Fermionic Superradiance in a Transversely Pumped Optical Cavity

TL;DR

This paper explores how ultra cold spinless fermions in a transversely pumped optical cavity exhibit a zero-temperature superradiant phase transition, revealing unique effects due to Pauli blocking and lattice commensuration.

Contribution

It provides the first theoretical analysis of fermionic superradiance in a cavity, highlighting differences from bosonic systems and predicting novel phase transition behaviors.

Findings

Identifies a zero-temperature superradiant phase transition for fermions.

Discovers lattice commensuration effects due to Pauli blocking.

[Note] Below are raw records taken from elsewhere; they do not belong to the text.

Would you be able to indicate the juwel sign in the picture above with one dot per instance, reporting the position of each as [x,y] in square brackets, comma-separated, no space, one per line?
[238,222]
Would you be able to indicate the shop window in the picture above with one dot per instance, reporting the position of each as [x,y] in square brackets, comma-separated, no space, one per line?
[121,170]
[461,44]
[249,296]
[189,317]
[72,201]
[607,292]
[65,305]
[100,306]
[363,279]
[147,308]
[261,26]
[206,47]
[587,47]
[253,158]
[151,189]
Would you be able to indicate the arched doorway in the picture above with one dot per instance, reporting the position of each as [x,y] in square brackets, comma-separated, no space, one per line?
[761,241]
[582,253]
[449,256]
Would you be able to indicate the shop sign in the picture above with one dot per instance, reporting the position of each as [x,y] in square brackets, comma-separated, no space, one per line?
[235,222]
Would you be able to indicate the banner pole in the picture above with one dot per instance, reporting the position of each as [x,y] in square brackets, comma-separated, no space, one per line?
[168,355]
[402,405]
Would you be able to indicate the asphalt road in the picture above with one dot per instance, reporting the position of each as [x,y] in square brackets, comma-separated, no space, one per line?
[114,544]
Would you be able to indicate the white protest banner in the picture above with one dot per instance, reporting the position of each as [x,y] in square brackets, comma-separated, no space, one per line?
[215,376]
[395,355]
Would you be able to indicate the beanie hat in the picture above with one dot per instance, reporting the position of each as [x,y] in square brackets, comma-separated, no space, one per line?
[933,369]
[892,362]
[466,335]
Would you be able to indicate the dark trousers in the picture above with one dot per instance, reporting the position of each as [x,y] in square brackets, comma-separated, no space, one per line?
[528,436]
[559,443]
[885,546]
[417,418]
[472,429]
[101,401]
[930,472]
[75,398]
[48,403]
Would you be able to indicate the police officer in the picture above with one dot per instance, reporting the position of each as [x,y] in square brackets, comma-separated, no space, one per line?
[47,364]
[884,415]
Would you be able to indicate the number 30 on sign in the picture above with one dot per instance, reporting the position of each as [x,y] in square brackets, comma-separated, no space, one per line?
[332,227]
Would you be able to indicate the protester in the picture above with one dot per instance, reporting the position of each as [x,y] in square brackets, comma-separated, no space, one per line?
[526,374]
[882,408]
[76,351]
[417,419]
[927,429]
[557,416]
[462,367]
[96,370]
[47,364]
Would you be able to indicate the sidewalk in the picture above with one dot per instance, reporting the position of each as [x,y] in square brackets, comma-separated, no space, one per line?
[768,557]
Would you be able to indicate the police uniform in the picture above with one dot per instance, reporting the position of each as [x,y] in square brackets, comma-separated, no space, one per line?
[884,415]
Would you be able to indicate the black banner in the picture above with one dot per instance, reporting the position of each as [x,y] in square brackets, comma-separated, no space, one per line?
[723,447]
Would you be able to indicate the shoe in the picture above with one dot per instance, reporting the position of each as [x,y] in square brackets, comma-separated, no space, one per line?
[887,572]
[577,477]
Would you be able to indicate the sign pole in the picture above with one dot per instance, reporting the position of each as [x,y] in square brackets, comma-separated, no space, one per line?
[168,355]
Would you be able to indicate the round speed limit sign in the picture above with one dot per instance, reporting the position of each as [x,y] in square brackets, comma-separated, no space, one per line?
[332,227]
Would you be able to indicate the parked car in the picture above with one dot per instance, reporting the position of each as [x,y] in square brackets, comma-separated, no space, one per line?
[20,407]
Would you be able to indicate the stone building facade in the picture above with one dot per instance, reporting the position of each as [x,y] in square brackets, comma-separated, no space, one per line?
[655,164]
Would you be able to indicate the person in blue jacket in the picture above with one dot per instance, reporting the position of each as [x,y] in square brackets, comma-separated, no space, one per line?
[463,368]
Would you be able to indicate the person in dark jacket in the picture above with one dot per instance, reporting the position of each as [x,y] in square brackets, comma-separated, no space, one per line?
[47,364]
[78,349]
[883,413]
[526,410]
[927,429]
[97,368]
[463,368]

Predicts discontinuous transitions and tricritical points in the phase diagram.

Abstract

Following the experimental realization of Dicke superradiance in Bose gases coupled to cavity light fields, we investigate the behavior of ultra cold fermions in a transversely pumped cavity. We focus on the equilibrium phase diagram of spinless fermions coupled to a single cavity mode and establish a zero temperature transition to a superradiant state. In contrast to the bosonic case, Pauli blocking leads to lattice commensuration effects that influence self-organization in the cavity light field. This includes a sequence of discontinuous transitions with increasing atomic density and tricritical superradiance. We discuss the implications for experiment.